Recipe: Long-doc summary with map-reduce
Chunk a large document, summarize each chunk in parallel, then reduce into a final coherent summary.
Overview
When a document exceeds the model's context window, split it into overlapping chunks. Run a summarization prompt on each chunk independently, then feed the partial summaries into a final reduction step that produces a single polished output.
Step 1 — Chunking
Split the source text into segments of roughly 2000 tokens with a 200-token overlap. Use a recursive character splitter that respects paragraph and sentence boundaries.
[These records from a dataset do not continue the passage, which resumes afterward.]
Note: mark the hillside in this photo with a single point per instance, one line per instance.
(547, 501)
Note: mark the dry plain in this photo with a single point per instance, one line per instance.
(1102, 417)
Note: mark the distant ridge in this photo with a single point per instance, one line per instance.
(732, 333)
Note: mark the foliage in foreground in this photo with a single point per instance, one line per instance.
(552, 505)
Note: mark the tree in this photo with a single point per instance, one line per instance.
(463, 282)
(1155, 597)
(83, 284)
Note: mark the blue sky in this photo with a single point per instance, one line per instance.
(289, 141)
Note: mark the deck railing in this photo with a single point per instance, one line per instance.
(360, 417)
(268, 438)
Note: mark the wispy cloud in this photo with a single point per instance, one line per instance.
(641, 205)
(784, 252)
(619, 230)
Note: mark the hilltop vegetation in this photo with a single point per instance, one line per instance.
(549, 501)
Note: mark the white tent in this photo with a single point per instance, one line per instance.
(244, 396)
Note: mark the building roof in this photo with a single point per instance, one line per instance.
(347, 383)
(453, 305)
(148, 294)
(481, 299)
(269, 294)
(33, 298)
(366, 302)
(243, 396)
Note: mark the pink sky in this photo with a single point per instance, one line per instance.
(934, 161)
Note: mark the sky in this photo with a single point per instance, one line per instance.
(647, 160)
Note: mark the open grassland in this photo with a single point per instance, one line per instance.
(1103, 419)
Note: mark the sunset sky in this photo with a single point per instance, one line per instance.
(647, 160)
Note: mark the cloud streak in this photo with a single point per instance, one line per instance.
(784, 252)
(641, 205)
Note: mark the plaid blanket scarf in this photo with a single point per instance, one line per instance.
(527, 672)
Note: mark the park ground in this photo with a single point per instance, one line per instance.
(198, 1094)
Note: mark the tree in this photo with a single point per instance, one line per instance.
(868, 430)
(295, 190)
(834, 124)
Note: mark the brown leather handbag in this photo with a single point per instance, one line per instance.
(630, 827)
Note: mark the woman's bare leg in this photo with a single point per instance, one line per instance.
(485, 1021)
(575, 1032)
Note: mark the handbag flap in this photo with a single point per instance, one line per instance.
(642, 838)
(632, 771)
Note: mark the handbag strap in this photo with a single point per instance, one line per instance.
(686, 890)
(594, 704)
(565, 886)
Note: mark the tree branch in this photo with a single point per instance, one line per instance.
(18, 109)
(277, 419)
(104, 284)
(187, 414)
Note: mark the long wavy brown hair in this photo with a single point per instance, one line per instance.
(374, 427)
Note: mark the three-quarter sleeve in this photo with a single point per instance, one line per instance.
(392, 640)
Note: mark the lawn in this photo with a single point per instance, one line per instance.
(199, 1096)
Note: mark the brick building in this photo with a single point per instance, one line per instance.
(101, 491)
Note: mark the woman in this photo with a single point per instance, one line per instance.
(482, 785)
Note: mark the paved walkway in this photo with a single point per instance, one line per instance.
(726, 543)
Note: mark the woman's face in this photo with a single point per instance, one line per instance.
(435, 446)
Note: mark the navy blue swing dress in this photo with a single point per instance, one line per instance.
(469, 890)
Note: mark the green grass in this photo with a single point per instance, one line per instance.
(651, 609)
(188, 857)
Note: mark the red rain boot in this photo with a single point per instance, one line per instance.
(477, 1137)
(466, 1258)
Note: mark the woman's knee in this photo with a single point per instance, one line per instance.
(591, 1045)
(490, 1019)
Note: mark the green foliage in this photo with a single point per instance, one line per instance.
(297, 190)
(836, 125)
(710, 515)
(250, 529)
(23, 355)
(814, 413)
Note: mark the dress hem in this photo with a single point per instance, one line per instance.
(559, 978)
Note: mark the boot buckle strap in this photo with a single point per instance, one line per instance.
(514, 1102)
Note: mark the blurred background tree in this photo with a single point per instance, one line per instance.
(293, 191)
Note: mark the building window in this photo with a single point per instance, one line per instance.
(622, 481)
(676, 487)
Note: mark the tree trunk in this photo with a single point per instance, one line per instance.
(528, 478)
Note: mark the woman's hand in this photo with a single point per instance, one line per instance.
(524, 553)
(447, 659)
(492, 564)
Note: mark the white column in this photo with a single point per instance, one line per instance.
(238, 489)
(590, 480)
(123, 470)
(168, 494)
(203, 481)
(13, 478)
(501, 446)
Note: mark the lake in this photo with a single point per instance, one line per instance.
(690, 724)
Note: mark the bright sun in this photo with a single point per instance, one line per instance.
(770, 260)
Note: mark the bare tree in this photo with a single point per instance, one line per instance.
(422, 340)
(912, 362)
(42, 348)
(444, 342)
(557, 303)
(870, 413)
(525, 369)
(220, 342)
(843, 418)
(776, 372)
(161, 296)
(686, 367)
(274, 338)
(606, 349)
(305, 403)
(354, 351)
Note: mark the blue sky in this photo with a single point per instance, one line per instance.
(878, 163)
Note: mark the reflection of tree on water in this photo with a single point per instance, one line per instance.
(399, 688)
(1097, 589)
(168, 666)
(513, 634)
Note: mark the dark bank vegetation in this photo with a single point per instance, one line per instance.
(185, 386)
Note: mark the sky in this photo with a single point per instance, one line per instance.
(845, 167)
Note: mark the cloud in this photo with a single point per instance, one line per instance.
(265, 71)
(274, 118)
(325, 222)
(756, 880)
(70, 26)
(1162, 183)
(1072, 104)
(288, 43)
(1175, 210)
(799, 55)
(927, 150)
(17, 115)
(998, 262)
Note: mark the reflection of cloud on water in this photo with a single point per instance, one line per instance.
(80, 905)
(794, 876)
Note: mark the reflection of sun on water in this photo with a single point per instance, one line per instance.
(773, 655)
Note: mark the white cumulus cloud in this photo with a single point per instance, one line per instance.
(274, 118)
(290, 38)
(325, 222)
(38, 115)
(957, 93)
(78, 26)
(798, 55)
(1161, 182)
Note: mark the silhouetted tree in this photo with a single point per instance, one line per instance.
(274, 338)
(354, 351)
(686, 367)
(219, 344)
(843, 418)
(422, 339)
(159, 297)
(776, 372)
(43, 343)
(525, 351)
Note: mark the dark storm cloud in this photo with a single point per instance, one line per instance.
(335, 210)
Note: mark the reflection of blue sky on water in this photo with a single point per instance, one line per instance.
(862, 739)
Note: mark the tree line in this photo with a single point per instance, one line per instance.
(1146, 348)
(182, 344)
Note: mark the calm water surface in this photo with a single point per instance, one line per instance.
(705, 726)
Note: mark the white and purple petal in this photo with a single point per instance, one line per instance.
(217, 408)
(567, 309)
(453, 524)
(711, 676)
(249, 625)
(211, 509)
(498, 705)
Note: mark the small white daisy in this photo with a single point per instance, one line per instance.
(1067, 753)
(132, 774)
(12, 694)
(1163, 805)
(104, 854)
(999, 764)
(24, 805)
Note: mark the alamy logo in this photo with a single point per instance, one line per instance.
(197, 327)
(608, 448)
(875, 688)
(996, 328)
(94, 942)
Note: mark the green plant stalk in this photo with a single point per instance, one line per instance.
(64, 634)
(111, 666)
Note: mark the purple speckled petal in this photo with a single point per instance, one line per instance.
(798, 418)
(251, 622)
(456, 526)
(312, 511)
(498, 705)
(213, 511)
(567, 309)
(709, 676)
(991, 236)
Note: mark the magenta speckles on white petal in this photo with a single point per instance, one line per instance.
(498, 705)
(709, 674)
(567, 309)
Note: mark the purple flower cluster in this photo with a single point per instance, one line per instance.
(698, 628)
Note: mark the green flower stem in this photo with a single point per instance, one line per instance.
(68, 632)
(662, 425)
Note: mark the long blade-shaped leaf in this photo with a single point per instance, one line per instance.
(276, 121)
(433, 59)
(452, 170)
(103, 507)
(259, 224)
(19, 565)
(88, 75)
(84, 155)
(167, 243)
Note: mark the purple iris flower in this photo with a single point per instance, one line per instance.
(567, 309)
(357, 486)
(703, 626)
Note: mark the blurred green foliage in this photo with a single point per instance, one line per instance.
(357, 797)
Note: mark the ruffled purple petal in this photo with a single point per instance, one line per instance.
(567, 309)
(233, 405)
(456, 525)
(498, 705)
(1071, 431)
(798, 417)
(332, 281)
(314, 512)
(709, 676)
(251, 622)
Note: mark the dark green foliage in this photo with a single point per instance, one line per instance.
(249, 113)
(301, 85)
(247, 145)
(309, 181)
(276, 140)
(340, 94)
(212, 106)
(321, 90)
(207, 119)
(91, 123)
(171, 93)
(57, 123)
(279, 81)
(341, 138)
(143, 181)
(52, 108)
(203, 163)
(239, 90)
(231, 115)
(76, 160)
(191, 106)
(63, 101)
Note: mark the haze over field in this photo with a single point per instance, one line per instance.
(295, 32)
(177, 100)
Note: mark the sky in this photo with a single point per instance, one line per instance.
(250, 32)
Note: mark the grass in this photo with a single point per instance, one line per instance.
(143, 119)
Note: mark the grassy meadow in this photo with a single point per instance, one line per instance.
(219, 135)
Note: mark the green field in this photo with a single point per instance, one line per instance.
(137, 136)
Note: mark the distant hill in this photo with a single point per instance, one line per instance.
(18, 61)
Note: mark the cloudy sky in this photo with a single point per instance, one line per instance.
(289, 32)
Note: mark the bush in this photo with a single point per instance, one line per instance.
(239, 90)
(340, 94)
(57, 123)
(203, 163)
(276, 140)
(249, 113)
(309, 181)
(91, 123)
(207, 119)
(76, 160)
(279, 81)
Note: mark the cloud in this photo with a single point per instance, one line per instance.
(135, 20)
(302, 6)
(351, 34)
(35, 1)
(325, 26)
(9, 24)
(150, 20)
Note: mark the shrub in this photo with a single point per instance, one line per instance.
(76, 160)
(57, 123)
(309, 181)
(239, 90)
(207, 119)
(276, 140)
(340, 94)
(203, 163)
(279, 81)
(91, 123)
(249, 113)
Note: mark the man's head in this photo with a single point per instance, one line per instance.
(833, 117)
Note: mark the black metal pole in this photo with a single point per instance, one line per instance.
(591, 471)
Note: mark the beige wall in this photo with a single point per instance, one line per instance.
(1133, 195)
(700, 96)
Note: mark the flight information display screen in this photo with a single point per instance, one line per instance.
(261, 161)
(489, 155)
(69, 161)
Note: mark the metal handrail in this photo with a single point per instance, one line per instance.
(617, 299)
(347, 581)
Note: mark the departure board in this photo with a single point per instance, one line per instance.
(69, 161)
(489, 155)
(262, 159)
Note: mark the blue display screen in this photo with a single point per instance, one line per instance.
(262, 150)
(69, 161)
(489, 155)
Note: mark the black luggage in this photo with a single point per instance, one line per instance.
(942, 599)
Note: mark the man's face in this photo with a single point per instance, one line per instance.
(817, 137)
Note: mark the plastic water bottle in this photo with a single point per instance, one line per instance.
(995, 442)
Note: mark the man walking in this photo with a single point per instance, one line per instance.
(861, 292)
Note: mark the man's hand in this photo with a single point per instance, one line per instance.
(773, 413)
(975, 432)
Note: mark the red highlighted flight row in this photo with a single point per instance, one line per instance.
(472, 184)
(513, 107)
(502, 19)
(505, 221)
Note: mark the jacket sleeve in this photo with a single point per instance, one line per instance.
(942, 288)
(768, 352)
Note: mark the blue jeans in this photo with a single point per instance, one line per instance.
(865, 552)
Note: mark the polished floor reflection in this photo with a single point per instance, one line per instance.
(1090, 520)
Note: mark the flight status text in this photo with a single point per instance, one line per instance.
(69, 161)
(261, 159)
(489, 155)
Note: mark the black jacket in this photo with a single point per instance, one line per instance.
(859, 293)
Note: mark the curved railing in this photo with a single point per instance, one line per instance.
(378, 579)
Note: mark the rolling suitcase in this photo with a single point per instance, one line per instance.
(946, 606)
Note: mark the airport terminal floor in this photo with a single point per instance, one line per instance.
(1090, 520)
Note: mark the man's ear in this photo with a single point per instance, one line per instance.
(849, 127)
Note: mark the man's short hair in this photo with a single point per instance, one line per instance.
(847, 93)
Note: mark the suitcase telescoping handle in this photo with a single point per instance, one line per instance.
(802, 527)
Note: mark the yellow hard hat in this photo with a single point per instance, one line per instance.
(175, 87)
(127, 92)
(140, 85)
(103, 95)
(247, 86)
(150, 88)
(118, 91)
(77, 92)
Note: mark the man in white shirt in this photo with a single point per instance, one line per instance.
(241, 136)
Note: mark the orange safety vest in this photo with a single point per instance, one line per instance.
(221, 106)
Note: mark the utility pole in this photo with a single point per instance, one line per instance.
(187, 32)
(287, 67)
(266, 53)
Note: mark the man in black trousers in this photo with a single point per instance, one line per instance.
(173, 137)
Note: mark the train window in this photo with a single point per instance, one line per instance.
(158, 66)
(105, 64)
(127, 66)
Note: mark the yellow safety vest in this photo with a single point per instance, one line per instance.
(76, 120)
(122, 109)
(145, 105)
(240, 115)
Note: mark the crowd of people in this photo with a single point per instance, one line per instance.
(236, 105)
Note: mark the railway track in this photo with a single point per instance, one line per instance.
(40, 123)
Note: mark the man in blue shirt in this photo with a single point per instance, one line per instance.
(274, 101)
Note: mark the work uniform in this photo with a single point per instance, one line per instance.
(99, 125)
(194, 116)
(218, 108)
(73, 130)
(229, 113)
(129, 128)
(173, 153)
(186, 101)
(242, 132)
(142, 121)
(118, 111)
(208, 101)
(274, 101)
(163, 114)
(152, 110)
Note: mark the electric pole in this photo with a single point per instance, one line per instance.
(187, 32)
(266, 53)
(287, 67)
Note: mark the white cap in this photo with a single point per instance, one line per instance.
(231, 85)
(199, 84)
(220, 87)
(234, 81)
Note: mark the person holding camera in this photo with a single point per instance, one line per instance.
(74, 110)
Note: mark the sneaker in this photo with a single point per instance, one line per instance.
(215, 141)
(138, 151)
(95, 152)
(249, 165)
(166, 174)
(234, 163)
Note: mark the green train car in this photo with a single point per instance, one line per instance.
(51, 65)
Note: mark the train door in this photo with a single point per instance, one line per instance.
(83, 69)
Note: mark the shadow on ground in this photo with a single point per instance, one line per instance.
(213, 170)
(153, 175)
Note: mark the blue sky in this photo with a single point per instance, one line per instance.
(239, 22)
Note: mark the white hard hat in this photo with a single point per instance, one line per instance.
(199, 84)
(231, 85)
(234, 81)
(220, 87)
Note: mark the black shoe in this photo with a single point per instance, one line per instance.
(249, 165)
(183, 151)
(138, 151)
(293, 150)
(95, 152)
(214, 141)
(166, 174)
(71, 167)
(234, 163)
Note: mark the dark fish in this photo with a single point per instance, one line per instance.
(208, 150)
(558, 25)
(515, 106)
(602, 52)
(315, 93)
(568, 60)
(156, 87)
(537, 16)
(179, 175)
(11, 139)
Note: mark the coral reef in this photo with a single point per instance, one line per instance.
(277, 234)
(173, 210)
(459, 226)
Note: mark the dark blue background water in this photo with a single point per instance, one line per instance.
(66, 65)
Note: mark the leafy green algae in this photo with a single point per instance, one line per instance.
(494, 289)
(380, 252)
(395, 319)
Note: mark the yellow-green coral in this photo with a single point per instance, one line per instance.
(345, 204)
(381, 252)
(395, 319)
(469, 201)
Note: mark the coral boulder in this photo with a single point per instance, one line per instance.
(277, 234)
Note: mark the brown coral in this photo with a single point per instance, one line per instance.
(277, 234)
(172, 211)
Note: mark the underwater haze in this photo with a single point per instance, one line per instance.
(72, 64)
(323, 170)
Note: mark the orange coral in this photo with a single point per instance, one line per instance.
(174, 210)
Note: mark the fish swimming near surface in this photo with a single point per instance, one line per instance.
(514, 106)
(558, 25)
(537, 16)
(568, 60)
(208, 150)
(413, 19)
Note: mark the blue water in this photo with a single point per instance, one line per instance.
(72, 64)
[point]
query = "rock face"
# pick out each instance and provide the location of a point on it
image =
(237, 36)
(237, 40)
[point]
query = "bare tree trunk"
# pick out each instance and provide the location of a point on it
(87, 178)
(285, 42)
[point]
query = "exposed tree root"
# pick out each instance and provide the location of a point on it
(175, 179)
Store each chunk with its ordinal index.
Step 2 — Map phase
Send every chunk to the model with a prompt like: “Summarize the following passage in 3–5 sentences. Preserve key facts, names, and figures.” Run all calls concurrently. Collect the per-chunk summaries in order.
Step 3 — Reduce phase
Concatenate the partial summaries and pass them to a final prompt: “Synthesize the following section summaries into one cohesive document summary. Eliminate redundancy and maintain logical flow.” This yields the finished output.
Tips
- Use a tokenizer that matches your target model for accurate chunk sizing.
- Overlap prevents losing context at chunk boundaries — 10% is a safe default.
- For very long documents, add an intermediate merge step before the final reduce.
- Track chunk order; the reduce prompt works best when summaries are presented sequentially.
Meridian handles chunking, parallel map calls, and the reduce step automatically when you pass a document larger than the context window. No manual orchestration required.